# Longines Hydroconquest



## mr00jimbo (Apr 26, 2009)

There's no Longines forum (yet) so I thought I'd show some pictures I've taken of my first automatic here, my Longines Hydroconquest.
I've looked online, almost bought used, or grey market, but got a good deal at an AD and took it.

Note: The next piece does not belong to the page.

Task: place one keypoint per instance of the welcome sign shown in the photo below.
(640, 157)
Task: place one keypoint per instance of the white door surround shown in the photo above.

It is the 41 mm and it is blue, though I don't see them often. Hell, everywhere I looked had black ones, but when I tried on the blue one, I smiled and thought "wow that color works for me much better..." 
Automatic, of course!

So here it is


----------



## kiwidj (Sep 24, 2007)

That's a great looking watch. I really like that shade of blue. Congratulations and enjoy. :-!


----------



## BenL (Oct 1, 2008)

Congrats on the blue! Enjoy the watch.


----------



## Reno (Sep 23, 2008)

Very nice Longines Jimbo ! :-!


----------



## kerrison (Sep 4, 2009)

Congratulations on your Longines, looks great on your wrist!!


----------



## swir (Jan 4, 2009)

Looks nice. It will also look good on a silicone strap. Have a nice one!


----------



## racing.mike (Dec 13, 2009)

Beautiful watch! love the blue and the numbers


----------



## toloen (Dec 10, 2009)

I like the watch and the blue color as well,it has very good quality and heavy bracelet(i like it!),I got my blue diver recently in TAG,the color is really eye catching!


----------



## sixtysix (Nov 19, 2007)

That is a great watch, I tried one on and really liked it. Thanks for sharing the cool pics!!


----------



## supawabb (Aug 27, 2007)

Sharp watch. I like the caseback :-!


----------



## Fabricioab (Jan 6, 2010)

Very nice watch dude.

Congrats, started very well with the first automatic.

Cya.


----------